Familiarity doesn’t breed contempt in athletics, it builds confidence.
Then along comes a Monday like the one WVU’s women faced. First off, it was a morning game, Education Day, they called it and the crowd of 7,535 fans were mostly screeching school children, filling the Coliseum with a different sound than is normal.
“It was loud, kind of crazy loud at times, but it was fun,” WVU coach Mark Kellogg admitted. “It was a great environment.”
That was not the only thing weird.
“The whole day was weird. Everything about it was weird. From the early start, we didn’t have an early shootaround, we didn’t have a pregame meal. It felt weird. The whole game felt weird. I was searching like heck for anything that would work,” Kellogg said.
“I’m still evaluating this one in my mind as a coach to try and figure out if there was anything I could have done as a coach to do a better job or more to help the group because we just weren’t great today. But I’d rather win and figure out I have to get better than take a loss and have to figure out how to get better.”
The opponent, Wright State of Dayton, wasn’t the kind of team that was supposed to offer much competition. WVU was unbeaten, looking for its 10th straight, ranked No. 21 in the NCAA’s NET and hoping to crack the Top 25 of traditional polls on this day (didn’t happen, BTW).
Figured to be an easy win against a team that had played one Top 25 team, Michigan State and had lost by 44 points.
But, it turned out, that all the factors around the game converged into a storm of trouble for the Mountaineers, who fell behind early, couldn’t shake out of it before halftime, led for only eight minutes in the game but, when the Mountaineer’s musket went off, they escaped with a 77-72 victory.
They had to do it the hard way, including playing the last four minutes without their star, JJ Quinerly, who somehow managed a career-high 39 points before fouling out, leaving her team to adjust down the stretch.

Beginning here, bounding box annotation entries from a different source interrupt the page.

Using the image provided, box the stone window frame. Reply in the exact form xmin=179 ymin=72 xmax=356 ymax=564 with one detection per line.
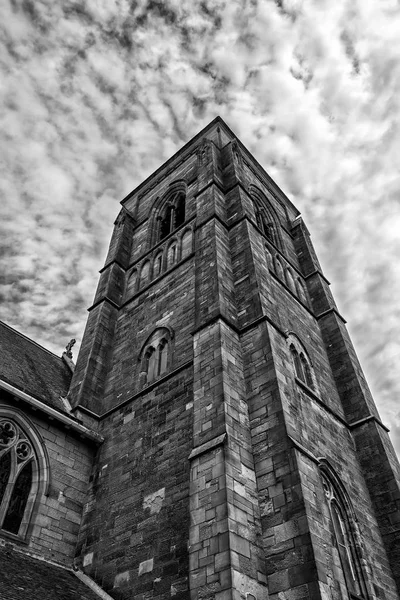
xmin=318 ymin=458 xmax=368 ymax=600
xmin=287 ymin=332 xmax=317 ymax=393
xmin=149 ymin=180 xmax=187 ymax=247
xmin=138 ymin=325 xmax=174 ymax=387
xmin=250 ymin=185 xmax=283 ymax=251
xmin=125 ymin=225 xmax=193 ymax=300
xmin=0 ymin=405 xmax=50 ymax=542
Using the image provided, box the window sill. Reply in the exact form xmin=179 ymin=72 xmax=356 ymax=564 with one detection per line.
xmin=0 ymin=529 xmax=28 ymax=546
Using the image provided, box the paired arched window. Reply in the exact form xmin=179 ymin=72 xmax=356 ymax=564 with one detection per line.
xmin=0 ymin=415 xmax=45 ymax=537
xmin=139 ymin=327 xmax=172 ymax=385
xmin=289 ymin=334 xmax=315 ymax=390
xmin=321 ymin=464 xmax=365 ymax=597
xmin=158 ymin=191 xmax=186 ymax=241
xmin=250 ymin=186 xmax=281 ymax=247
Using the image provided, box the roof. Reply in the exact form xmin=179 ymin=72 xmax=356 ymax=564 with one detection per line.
xmin=121 ymin=116 xmax=300 ymax=215
xmin=0 ymin=321 xmax=72 ymax=413
xmin=0 ymin=546 xmax=108 ymax=600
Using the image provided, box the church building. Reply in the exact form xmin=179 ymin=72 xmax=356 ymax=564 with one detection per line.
xmin=0 ymin=117 xmax=400 ymax=600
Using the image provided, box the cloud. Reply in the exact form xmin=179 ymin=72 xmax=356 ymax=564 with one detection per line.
xmin=0 ymin=0 xmax=400 ymax=452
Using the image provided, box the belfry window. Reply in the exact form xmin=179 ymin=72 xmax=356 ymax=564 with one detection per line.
xmin=289 ymin=334 xmax=315 ymax=389
xmin=322 ymin=474 xmax=365 ymax=598
xmin=139 ymin=327 xmax=172 ymax=385
xmin=250 ymin=186 xmax=282 ymax=248
xmin=0 ymin=419 xmax=37 ymax=535
xmin=158 ymin=192 xmax=185 ymax=241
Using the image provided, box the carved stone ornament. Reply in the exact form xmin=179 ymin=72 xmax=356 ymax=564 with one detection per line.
xmin=65 ymin=338 xmax=76 ymax=358
xmin=197 ymin=139 xmax=211 ymax=165
xmin=231 ymin=140 xmax=243 ymax=166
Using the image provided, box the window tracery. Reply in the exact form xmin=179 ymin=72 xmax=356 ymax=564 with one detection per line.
xmin=289 ymin=334 xmax=315 ymax=390
xmin=139 ymin=327 xmax=172 ymax=385
xmin=250 ymin=186 xmax=281 ymax=248
xmin=158 ymin=191 xmax=186 ymax=241
xmin=321 ymin=472 xmax=365 ymax=598
xmin=0 ymin=418 xmax=37 ymax=535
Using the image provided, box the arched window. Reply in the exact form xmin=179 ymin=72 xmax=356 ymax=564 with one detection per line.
xmin=296 ymin=277 xmax=308 ymax=306
xmin=320 ymin=468 xmax=365 ymax=598
xmin=250 ymin=186 xmax=282 ymax=248
xmin=167 ymin=242 xmax=176 ymax=269
xmin=275 ymin=255 xmax=285 ymax=280
xmin=285 ymin=267 xmax=296 ymax=294
xmin=158 ymin=191 xmax=186 ymax=241
xmin=139 ymin=327 xmax=173 ymax=385
xmin=139 ymin=260 xmax=150 ymax=288
xmin=288 ymin=334 xmax=315 ymax=390
xmin=153 ymin=253 xmax=162 ymax=277
xmin=126 ymin=269 xmax=137 ymax=296
xmin=0 ymin=418 xmax=38 ymax=536
xmin=182 ymin=229 xmax=192 ymax=258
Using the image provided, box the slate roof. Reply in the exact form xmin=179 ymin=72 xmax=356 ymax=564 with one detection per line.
xmin=0 ymin=321 xmax=72 ymax=413
xmin=0 ymin=546 xmax=108 ymax=600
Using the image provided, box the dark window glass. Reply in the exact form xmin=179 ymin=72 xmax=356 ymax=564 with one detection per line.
xmin=175 ymin=193 xmax=185 ymax=227
xmin=158 ymin=340 xmax=168 ymax=375
xmin=0 ymin=452 xmax=11 ymax=504
xmin=3 ymin=461 xmax=32 ymax=535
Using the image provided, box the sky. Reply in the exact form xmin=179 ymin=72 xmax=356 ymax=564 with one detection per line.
xmin=0 ymin=0 xmax=400 ymax=452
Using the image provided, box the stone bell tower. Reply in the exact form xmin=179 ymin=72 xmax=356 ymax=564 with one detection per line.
xmin=70 ymin=118 xmax=400 ymax=600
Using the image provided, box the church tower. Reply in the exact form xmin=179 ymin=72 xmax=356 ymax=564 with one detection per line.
xmin=69 ymin=118 xmax=400 ymax=600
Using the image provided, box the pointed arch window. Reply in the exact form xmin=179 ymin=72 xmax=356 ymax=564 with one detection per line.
xmin=320 ymin=472 xmax=366 ymax=598
xmin=289 ymin=334 xmax=315 ymax=390
xmin=139 ymin=327 xmax=172 ymax=385
xmin=0 ymin=418 xmax=37 ymax=535
xmin=158 ymin=191 xmax=186 ymax=241
xmin=250 ymin=186 xmax=282 ymax=248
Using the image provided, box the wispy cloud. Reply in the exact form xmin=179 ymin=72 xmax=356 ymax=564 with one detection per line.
xmin=0 ymin=0 xmax=400 ymax=450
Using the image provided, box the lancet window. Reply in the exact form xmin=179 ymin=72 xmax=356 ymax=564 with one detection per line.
xmin=139 ymin=327 xmax=172 ymax=385
xmin=251 ymin=187 xmax=281 ymax=247
xmin=0 ymin=418 xmax=37 ymax=535
xmin=158 ymin=191 xmax=186 ymax=241
xmin=289 ymin=335 xmax=315 ymax=389
xmin=322 ymin=472 xmax=365 ymax=598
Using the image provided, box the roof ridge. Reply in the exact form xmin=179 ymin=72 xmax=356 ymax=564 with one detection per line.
xmin=0 ymin=320 xmax=62 ymax=361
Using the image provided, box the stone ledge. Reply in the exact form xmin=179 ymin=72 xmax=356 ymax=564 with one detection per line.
xmin=189 ymin=433 xmax=227 ymax=460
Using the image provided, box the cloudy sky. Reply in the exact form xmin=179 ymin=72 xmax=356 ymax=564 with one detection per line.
xmin=0 ymin=0 xmax=400 ymax=451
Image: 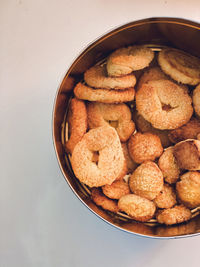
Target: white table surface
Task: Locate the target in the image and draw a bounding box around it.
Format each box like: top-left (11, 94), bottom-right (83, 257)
top-left (0, 0), bottom-right (200, 267)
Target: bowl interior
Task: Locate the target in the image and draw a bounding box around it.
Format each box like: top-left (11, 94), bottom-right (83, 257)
top-left (53, 18), bottom-right (200, 237)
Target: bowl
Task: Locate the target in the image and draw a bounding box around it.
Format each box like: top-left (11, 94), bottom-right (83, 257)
top-left (53, 18), bottom-right (200, 238)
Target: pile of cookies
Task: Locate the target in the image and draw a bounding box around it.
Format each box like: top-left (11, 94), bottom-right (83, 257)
top-left (65, 46), bottom-right (200, 225)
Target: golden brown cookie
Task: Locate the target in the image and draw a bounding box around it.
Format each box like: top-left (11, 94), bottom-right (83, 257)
top-left (118, 194), bottom-right (156, 222)
top-left (74, 83), bottom-right (135, 104)
top-left (121, 143), bottom-right (138, 173)
top-left (156, 205), bottom-right (192, 225)
top-left (107, 46), bottom-right (154, 77)
top-left (87, 102), bottom-right (135, 142)
top-left (91, 187), bottom-right (119, 213)
top-left (129, 161), bottom-right (163, 200)
top-left (71, 126), bottom-right (125, 187)
top-left (133, 111), bottom-right (171, 147)
top-left (136, 80), bottom-right (193, 130)
top-left (128, 132), bottom-right (163, 163)
top-left (154, 184), bottom-right (176, 209)
top-left (65, 98), bottom-right (87, 153)
top-left (158, 48), bottom-right (200, 85)
top-left (102, 180), bottom-right (130, 199)
top-left (192, 84), bottom-right (200, 117)
top-left (168, 118), bottom-right (200, 146)
top-left (158, 146), bottom-right (180, 184)
top-left (176, 171), bottom-right (200, 208)
top-left (84, 65), bottom-right (136, 90)
top-left (137, 67), bottom-right (169, 89)
top-left (173, 139), bottom-right (200, 171)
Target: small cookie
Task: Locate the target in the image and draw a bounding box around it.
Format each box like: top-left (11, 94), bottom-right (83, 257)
top-left (158, 146), bottom-right (180, 184)
top-left (65, 98), bottom-right (87, 154)
top-left (176, 171), bottom-right (200, 208)
top-left (102, 180), bottom-right (130, 199)
top-left (107, 45), bottom-right (154, 77)
top-left (154, 184), bottom-right (176, 209)
top-left (118, 194), bottom-right (156, 222)
top-left (133, 111), bottom-right (171, 147)
top-left (84, 65), bottom-right (136, 90)
top-left (158, 48), bottom-right (200, 85)
top-left (173, 139), bottom-right (200, 171)
top-left (137, 67), bottom-right (168, 89)
top-left (156, 205), bottom-right (192, 225)
top-left (168, 118), bottom-right (200, 143)
top-left (87, 102), bottom-right (135, 142)
top-left (136, 80), bottom-right (193, 130)
top-left (71, 126), bottom-right (125, 187)
top-left (121, 143), bottom-right (138, 173)
top-left (91, 187), bottom-right (119, 213)
top-left (129, 161), bottom-right (163, 200)
top-left (128, 132), bottom-right (163, 163)
top-left (74, 83), bottom-right (135, 104)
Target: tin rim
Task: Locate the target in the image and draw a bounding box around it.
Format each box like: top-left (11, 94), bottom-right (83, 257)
top-left (52, 17), bottom-right (200, 239)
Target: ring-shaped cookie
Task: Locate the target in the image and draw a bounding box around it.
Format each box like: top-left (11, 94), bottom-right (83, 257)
top-left (87, 102), bottom-right (135, 142)
top-left (84, 65), bottom-right (136, 90)
top-left (65, 98), bottom-right (87, 153)
top-left (107, 45), bottom-right (154, 77)
top-left (158, 48), bottom-right (200, 85)
top-left (74, 83), bottom-right (135, 103)
top-left (136, 80), bottom-right (193, 130)
top-left (71, 126), bottom-right (125, 187)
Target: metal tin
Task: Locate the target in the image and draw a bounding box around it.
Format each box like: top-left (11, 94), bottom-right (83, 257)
top-left (53, 18), bottom-right (200, 238)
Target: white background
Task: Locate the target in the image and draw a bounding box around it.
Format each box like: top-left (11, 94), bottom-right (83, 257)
top-left (0, 0), bottom-right (200, 267)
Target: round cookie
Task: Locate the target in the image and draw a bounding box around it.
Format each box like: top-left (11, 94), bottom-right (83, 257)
top-left (137, 67), bottom-right (168, 89)
top-left (74, 82), bottom-right (135, 103)
top-left (176, 171), bottom-right (200, 208)
top-left (87, 102), bottom-right (135, 142)
top-left (133, 111), bottom-right (171, 147)
top-left (129, 161), bottom-right (163, 200)
top-left (84, 65), bottom-right (136, 90)
top-left (121, 143), bottom-right (138, 173)
top-left (128, 132), bottom-right (163, 163)
top-left (158, 48), bottom-right (200, 85)
top-left (102, 180), bottom-right (130, 199)
top-left (107, 45), bottom-right (154, 77)
top-left (118, 194), bottom-right (156, 222)
top-left (173, 139), bottom-right (200, 171)
top-left (71, 126), bottom-right (125, 187)
top-left (168, 118), bottom-right (200, 143)
top-left (136, 80), bottom-right (193, 130)
top-left (154, 184), bottom-right (176, 209)
top-left (91, 187), bottom-right (119, 213)
top-left (156, 205), bottom-right (192, 225)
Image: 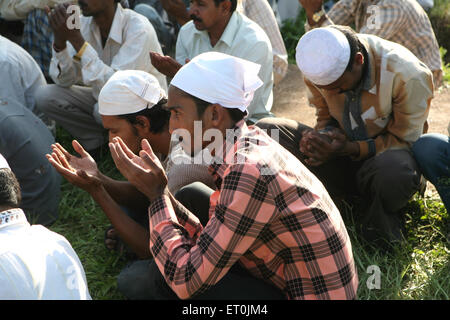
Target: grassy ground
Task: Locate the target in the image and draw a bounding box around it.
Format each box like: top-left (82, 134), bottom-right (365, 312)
top-left (47, 4), bottom-right (450, 300)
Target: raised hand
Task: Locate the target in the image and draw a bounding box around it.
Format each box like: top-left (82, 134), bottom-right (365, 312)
top-left (46, 140), bottom-right (102, 193)
top-left (159, 0), bottom-right (191, 25)
top-left (109, 137), bottom-right (167, 201)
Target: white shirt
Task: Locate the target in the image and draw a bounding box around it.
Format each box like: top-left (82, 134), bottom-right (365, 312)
top-left (176, 12), bottom-right (273, 121)
top-left (237, 0), bottom-right (288, 85)
top-left (0, 36), bottom-right (47, 111)
top-left (49, 4), bottom-right (167, 100)
top-left (0, 209), bottom-right (91, 300)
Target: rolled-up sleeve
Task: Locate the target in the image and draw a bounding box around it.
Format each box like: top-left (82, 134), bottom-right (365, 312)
top-left (149, 165), bottom-right (275, 299)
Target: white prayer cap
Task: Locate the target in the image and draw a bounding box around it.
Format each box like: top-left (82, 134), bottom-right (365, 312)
top-left (0, 153), bottom-right (11, 169)
top-left (98, 70), bottom-right (166, 116)
top-left (295, 27), bottom-right (350, 86)
top-left (171, 51), bottom-right (263, 112)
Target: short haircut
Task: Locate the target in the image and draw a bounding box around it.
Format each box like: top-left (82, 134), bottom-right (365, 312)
top-left (118, 99), bottom-right (170, 133)
top-left (214, 0), bottom-right (237, 12)
top-left (330, 25), bottom-right (365, 71)
top-left (0, 168), bottom-right (22, 208)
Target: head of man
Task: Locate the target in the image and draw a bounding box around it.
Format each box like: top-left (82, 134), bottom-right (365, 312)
top-left (296, 26), bottom-right (366, 94)
top-left (0, 154), bottom-right (22, 211)
top-left (99, 70), bottom-right (170, 154)
top-left (167, 52), bottom-right (262, 155)
top-left (78, 0), bottom-right (120, 17)
top-left (189, 0), bottom-right (237, 30)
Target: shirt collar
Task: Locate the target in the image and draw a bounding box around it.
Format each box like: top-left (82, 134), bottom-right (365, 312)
top-left (359, 38), bottom-right (376, 91)
top-left (195, 11), bottom-right (240, 47)
top-left (0, 208), bottom-right (29, 230)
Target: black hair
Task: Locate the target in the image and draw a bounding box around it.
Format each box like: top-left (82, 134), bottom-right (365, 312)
top-left (330, 25), bottom-right (366, 71)
top-left (214, 0), bottom-right (237, 12)
top-left (118, 99), bottom-right (170, 133)
top-left (0, 168), bottom-right (22, 208)
top-left (190, 96), bottom-right (247, 123)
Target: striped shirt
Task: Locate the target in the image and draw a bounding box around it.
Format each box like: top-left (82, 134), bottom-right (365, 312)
top-left (305, 34), bottom-right (433, 160)
top-left (149, 121), bottom-right (358, 299)
top-left (307, 0), bottom-right (442, 87)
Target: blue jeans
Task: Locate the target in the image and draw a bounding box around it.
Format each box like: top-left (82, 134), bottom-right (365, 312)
top-left (413, 133), bottom-right (450, 212)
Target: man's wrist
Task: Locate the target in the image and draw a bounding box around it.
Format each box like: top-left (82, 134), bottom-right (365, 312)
top-left (69, 34), bottom-right (86, 52)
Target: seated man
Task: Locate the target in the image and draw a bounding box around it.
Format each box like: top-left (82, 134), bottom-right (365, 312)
top-left (0, 36), bottom-right (47, 112)
top-left (237, 0), bottom-right (288, 86)
top-left (48, 70), bottom-right (214, 299)
top-left (36, 0), bottom-right (166, 154)
top-left (299, 0), bottom-right (443, 89)
top-left (412, 134), bottom-right (450, 214)
top-left (258, 26), bottom-right (433, 248)
top-left (0, 154), bottom-right (91, 300)
top-left (110, 52), bottom-right (358, 300)
top-left (152, 0), bottom-right (273, 122)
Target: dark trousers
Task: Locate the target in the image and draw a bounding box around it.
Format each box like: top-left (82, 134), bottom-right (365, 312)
top-left (256, 118), bottom-right (421, 244)
top-left (117, 182), bottom-right (286, 300)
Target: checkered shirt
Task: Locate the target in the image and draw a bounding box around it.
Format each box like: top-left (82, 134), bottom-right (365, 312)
top-left (149, 121), bottom-right (358, 299)
top-left (308, 0), bottom-right (442, 87)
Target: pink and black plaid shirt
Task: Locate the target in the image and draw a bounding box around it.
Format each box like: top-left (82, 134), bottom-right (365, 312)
top-left (149, 121), bottom-right (358, 299)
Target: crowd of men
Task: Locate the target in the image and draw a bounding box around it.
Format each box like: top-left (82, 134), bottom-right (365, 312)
top-left (0, 0), bottom-right (450, 300)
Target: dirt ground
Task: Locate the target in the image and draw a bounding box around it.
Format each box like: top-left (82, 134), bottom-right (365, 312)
top-left (272, 64), bottom-right (450, 199)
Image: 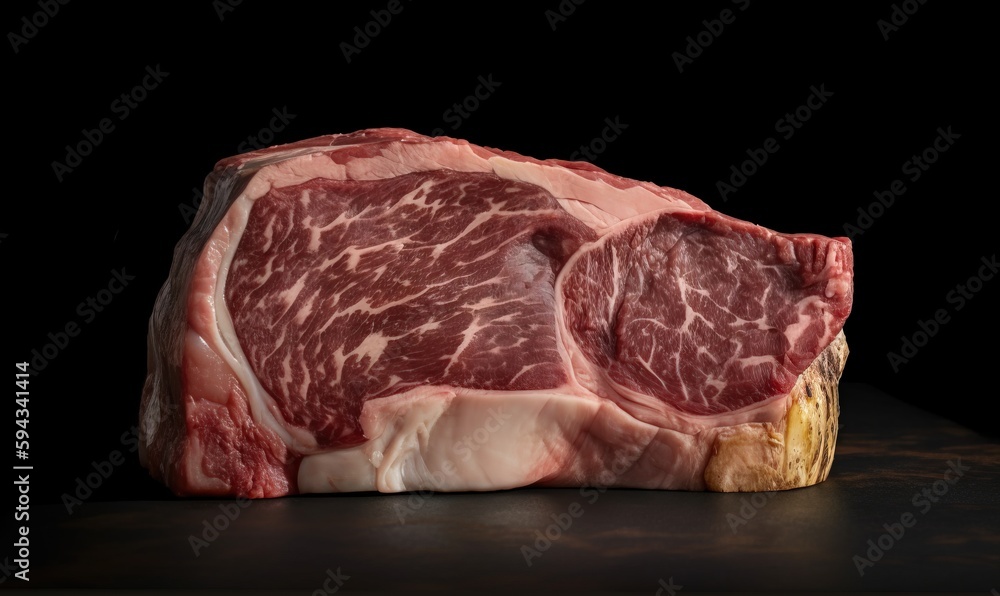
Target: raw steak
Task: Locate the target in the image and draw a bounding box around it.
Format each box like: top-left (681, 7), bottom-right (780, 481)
top-left (140, 129), bottom-right (853, 497)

Incredibly, Quinerly wasn’t the high scorer on the floor for the game, scoring honors going to Alexis Hutchinson, who notched her own career-high 37 points on a dazzling display of shot making from up close and from afar.
“The Hutchinson kid was phenomenal. I don’t know if anyone has ever scored 37 against one of our teams. We threw a lot at her and nothing seemed to work. We tried to tire her out. We tried to eliminate her because she was the head of the snake the way that game was going,” Kellogg said.
She made it so difficult that with 7:35 left Kellogg had to call a timeout with his team trailing, 60-55, not so much for strategy as for attitude adjustment.
His talk to his ladies was about toughness, mental toughness, about finding that something extra great teams find down the stretch.
“They’re tired,” he said into an open TV microphone. “They have to be more tired than you are.”
And after the game, when asked the gist of that timeout, he described it thusly:
“I told them show me your guts. You have to gut this thing out. It’s not going to be pretty. It’s not going to be beautiful basketball. Just have some guts about you and figure out how to get this done, which, of course, we did,” Kellogg said.
“They had more toughness than us early,” said Jordan Harrison, the guard who had 18 points. “They were trying to do us, more than us.”
With Quinerly out, WVU began going inside, which was supposed to be the plan from the start and, in the end, the Mountaineers survived their first real scare of the season.